In this context the function of the court is not merely to inflict punishment but to encourage acceptance of the general law as a step towards a more orderly, humane and unified society. The aim set will be understood by many in the community and should not be compromised because others do not at present understand it.


I should make it quite clear that these remarks are not concerned with the merits or otherwise of the death sentence as a punishment for wilful murder generally. I seek only to explain my reasons for applying s. 305 of the Code in the way I have in this case. Death remains as a penalty for wilful murder in appropriate cases but in a primitive community where daily life is controlled not by the general law but by powerful communal customs and antipathies what may appear as a judicial pay back does not seem to me to be an advance towards the desired object.

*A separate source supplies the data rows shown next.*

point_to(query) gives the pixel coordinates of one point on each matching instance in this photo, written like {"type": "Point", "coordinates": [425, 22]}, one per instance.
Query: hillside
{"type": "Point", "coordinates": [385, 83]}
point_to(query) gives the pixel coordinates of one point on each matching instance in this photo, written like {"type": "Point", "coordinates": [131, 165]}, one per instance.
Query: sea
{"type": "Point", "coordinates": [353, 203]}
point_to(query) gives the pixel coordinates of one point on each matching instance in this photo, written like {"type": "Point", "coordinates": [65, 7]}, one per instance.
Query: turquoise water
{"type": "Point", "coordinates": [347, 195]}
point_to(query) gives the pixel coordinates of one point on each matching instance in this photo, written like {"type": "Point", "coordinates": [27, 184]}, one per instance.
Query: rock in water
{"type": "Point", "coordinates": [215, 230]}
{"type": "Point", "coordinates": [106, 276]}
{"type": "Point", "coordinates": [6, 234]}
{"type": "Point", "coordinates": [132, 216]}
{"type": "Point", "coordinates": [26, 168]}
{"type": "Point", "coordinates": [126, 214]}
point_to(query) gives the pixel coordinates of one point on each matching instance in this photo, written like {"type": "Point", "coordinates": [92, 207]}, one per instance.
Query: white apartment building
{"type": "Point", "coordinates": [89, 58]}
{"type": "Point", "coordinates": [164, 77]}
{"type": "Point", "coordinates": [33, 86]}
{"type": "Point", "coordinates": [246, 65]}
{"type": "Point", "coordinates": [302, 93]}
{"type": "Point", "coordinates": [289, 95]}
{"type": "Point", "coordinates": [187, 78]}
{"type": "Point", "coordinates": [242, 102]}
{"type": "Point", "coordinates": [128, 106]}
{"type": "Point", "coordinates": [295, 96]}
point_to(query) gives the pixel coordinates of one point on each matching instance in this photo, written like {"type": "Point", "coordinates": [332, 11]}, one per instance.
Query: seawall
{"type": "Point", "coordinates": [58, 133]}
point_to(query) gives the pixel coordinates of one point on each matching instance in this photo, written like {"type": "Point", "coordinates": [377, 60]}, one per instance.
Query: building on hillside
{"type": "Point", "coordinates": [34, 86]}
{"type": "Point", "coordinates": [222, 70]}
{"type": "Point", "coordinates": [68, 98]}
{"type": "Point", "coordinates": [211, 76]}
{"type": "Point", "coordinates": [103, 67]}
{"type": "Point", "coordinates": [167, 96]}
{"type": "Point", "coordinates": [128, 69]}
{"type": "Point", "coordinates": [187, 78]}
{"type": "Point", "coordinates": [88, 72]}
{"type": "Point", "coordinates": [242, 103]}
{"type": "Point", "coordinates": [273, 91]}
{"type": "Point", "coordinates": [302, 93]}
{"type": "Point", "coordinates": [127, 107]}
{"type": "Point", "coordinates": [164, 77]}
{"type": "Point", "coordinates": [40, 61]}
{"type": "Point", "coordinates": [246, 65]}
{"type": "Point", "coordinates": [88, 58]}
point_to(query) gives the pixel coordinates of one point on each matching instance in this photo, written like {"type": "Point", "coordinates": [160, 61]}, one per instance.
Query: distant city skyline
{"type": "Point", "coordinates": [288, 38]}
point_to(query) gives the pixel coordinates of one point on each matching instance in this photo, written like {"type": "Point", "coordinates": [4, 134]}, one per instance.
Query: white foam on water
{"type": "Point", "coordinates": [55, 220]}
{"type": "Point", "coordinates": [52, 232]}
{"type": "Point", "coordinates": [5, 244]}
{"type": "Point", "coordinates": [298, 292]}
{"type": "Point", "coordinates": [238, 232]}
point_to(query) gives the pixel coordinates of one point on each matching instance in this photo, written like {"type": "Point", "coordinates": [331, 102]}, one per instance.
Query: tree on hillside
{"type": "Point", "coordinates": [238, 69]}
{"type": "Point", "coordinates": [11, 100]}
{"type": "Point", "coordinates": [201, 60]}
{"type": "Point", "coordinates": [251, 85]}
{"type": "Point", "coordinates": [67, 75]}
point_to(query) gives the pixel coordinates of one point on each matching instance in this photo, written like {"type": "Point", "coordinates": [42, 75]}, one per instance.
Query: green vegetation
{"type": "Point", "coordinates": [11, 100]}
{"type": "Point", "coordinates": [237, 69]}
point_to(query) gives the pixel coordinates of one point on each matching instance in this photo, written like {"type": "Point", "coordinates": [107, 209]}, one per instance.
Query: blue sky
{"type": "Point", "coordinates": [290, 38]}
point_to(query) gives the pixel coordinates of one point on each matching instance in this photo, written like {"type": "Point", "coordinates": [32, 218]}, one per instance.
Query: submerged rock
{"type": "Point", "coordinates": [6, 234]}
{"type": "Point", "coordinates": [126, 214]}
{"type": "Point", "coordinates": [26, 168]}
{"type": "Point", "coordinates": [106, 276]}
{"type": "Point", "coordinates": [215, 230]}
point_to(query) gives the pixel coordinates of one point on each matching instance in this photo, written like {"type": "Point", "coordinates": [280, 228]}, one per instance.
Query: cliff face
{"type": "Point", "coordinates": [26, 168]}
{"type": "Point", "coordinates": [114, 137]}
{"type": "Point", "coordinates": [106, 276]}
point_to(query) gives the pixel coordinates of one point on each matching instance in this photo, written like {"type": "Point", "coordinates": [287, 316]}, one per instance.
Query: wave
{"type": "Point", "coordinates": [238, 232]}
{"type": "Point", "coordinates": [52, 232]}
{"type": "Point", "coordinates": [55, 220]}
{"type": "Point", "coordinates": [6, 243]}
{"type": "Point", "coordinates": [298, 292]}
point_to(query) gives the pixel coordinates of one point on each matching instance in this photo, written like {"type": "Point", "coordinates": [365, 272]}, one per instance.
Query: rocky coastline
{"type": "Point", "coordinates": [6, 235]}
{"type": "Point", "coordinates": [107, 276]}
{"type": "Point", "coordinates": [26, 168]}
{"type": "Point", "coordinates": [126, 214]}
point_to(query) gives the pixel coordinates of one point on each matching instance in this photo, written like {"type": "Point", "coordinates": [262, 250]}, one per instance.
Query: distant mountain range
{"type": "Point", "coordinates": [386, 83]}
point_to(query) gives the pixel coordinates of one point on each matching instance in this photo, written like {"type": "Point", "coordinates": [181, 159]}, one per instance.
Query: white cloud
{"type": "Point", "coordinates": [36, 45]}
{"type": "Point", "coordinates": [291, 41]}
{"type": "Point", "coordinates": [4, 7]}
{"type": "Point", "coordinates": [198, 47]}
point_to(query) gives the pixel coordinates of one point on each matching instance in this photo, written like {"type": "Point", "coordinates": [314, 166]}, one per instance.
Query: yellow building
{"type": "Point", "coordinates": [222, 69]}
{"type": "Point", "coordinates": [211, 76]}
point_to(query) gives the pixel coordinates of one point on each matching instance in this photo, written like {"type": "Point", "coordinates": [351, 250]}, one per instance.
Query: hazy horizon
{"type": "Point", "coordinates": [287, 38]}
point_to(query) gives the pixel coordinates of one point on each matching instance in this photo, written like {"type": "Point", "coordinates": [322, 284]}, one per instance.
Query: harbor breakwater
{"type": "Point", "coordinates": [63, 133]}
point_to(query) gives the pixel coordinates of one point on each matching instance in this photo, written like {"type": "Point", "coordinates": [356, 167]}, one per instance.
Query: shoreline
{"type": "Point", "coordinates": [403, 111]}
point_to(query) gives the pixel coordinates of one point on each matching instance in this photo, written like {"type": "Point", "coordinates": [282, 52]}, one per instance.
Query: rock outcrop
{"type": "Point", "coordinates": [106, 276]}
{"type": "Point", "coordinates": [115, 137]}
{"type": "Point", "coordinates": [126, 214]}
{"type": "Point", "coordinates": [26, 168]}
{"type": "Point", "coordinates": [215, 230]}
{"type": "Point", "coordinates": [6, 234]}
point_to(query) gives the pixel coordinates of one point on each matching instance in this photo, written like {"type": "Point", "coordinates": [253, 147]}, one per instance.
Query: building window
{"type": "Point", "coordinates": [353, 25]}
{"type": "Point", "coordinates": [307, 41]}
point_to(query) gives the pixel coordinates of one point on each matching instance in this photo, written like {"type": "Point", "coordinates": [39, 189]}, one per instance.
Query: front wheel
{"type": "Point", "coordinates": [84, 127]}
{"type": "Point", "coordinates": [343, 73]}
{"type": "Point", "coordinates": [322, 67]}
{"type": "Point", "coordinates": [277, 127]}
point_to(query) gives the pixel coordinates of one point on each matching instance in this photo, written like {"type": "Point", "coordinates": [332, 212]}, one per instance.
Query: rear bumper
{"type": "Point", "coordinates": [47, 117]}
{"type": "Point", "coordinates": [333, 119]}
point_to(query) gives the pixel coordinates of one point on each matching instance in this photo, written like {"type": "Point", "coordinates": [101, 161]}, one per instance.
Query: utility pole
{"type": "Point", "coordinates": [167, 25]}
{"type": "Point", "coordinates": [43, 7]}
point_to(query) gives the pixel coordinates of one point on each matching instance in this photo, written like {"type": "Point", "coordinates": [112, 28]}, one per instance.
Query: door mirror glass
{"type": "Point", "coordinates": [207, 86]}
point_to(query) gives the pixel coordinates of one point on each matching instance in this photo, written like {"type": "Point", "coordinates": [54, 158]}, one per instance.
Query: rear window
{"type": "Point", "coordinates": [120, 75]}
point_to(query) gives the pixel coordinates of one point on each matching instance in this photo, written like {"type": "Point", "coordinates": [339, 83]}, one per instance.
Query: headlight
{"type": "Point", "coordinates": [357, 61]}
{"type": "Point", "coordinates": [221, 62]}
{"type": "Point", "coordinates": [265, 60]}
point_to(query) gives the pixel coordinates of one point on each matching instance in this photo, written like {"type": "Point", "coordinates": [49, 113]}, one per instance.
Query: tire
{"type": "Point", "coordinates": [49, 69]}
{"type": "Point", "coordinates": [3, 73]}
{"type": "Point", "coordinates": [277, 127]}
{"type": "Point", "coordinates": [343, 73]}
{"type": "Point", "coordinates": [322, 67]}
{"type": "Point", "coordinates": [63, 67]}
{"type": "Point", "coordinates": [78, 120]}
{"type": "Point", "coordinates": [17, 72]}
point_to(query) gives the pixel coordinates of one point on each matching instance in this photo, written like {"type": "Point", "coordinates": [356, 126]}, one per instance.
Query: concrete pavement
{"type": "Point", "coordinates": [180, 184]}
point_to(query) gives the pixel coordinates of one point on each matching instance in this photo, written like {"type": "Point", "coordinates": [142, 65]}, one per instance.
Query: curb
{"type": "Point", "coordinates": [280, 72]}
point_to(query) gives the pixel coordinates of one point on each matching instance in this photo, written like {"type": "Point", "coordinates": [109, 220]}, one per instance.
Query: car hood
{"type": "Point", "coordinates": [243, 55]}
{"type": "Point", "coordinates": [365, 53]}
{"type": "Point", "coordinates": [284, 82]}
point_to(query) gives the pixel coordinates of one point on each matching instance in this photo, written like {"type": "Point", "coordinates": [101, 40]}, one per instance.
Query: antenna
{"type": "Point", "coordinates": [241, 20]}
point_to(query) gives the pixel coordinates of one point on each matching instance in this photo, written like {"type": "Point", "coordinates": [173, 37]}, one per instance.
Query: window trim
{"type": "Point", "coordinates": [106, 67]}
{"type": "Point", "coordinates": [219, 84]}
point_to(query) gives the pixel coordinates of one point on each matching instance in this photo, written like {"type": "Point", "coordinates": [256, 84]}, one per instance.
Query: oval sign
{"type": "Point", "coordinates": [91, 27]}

Nor do I think this view to be a novel one. It appears to have been accepted by the Executive and by members of this Court both before and after the 1965 amendment to The Criminal Code and it accords with the views of Gore J., a very experienced member of this Court, expressed over forty years ago (Territory of Papua Annual Report 1928/9, p. 20).
However, having found that it would not be just to impose the penalty of death, I can see little that can be said in the accused’s favour.


I can see no reason, even considering their cases separately, as I am obliged to do, to differentiate between them. Substantially they are of the same age and have had little education. They are both adult men who have spent some short time away from their village. The murder of Esaki was carefully planned in advance and the plan was ruthlessly and cleverly executed in circumstances which indicate, as I have said, at least a complete disregard if not contempt for the ordinary processes of the law.


I intend that the punishment I now impose will be not only a just punishment to the accused but a deterrent against the pay back killings which are at present expected.


[His Honour addressed certain remarks to the accused and imposed the sentence of life imprisonment.]


Sentence of imprisonment with hard labour for life.


Solicitor for the Crown: P. J. Clay, Crown Solicitor.
Solicitor for the accused: W. A. Lalor, Public Solicitor.


[xxix]The relevant provisions of s. 305 appear in the judgment.